To keep its brand in people's minds, Adidas is relying heavily on an online campaign to spread its "Impossible Is Nothing" slogan in the digital world. The strategy includes user-generated videos and online trading cards featuring athletes and other Olympics-oriented images. Those features won't go away once the Games end. Instead, videos and cards will be used in future Adidas-sponsored events, according to the company.
Sponsors are also looking to expand their physical presence—and not just in the host city. In July, Adidas opened a massive brand center in Beijing, the biggest Adidas store in the world. By the end of this year, the company intends to open another 5,000 stores around China.
Marketing research shows that big Olympic sponsors like Adidas and Coca-Cola are unlikely to get a decent return on their investment
Shaun Rein, founder of Shanghai-based China Market Research Group (CMR), has some bad news for official Olympic sponsors like Adidas (ADSG). He says shelling out tens of millions of dollars, the reported cost of a sponsorship (Adidas won't specify what it has spent), won't boost sales enough in China to justify the expense or even help gain an edge in brand awareness on competitors.

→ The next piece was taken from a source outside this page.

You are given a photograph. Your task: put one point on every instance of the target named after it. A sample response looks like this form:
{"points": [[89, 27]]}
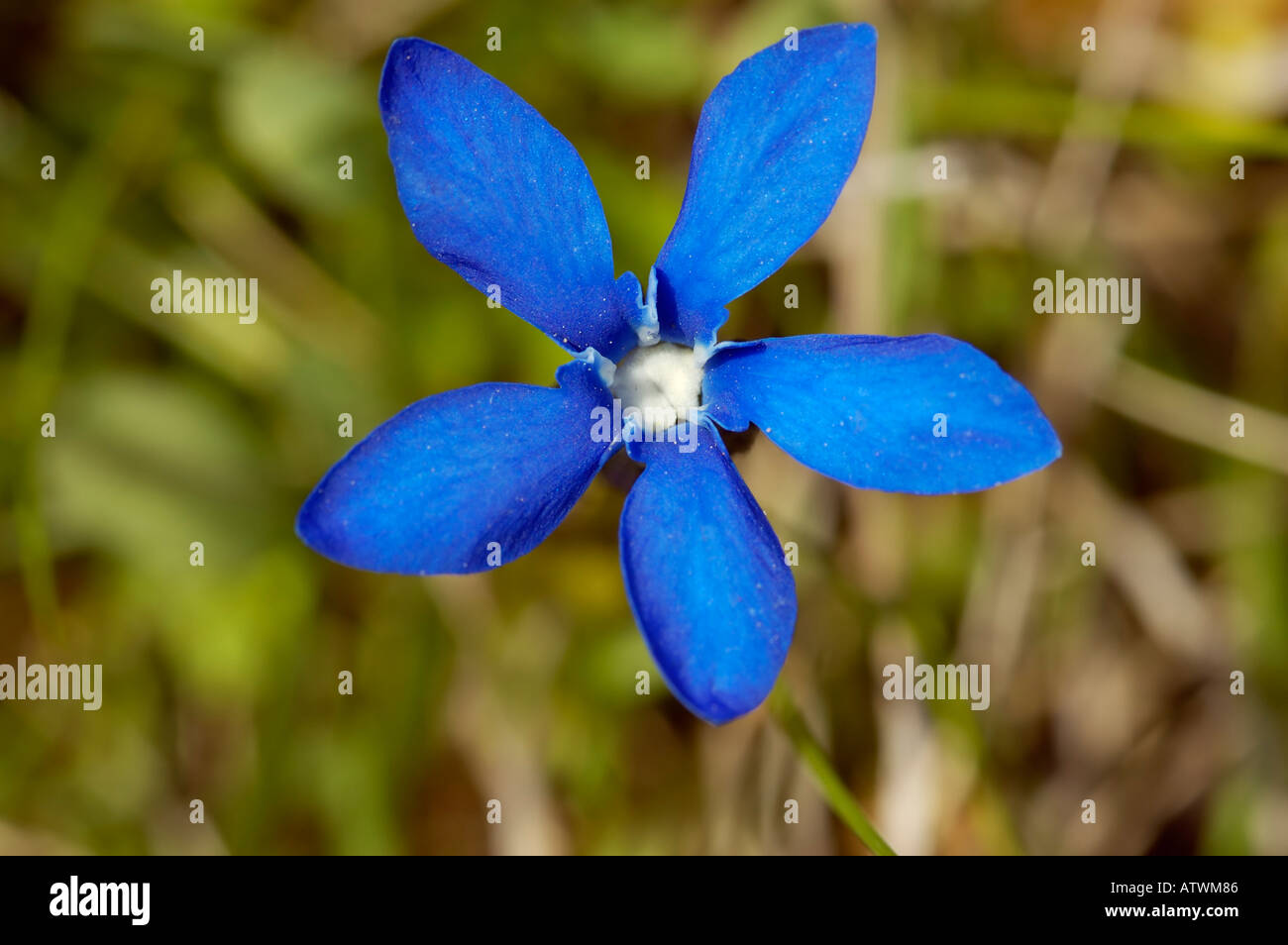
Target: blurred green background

In a recent study, CMR found that almost 80% of Chinese consumers don't care who the actual Olympic sponsors are. What's worse, many consumers don't even know: Some 40% of those surveyed thought Nike (NKE) was the Games' official sportswear partner (half of the respondents correctly named Adidas). That means the ambush marketing has been effective.
While the Beijing Olympic organizing committee has ratcheted up its assault on ambush ads in Beijing, Scott Kronick, president of Ogilvy International Public Relations, says a major challenge for official sponsors like Adidas lies in spreading its message beyond the city limits. Adidas, it seems, would agree. It plans to launch some 5,000 stores in both urban centers and more remote areas of China this year. Opening stores in fringe cities, Kronick says, is a good way to capitalize on the growing Chinese market and remind consumers of Adidas' Olympic ties.
Part of Nike's brand-awareness success in China has come from being associated with official sponsors in completely different categories. Chinese hurdler Liu Xiang, one of the athletes Nike is sponsoring, is also being backed by Coca-Cola (KO), which is an official Olympic sponsor. This sponsorship blend is a recipe for confusion, according to Rein's research.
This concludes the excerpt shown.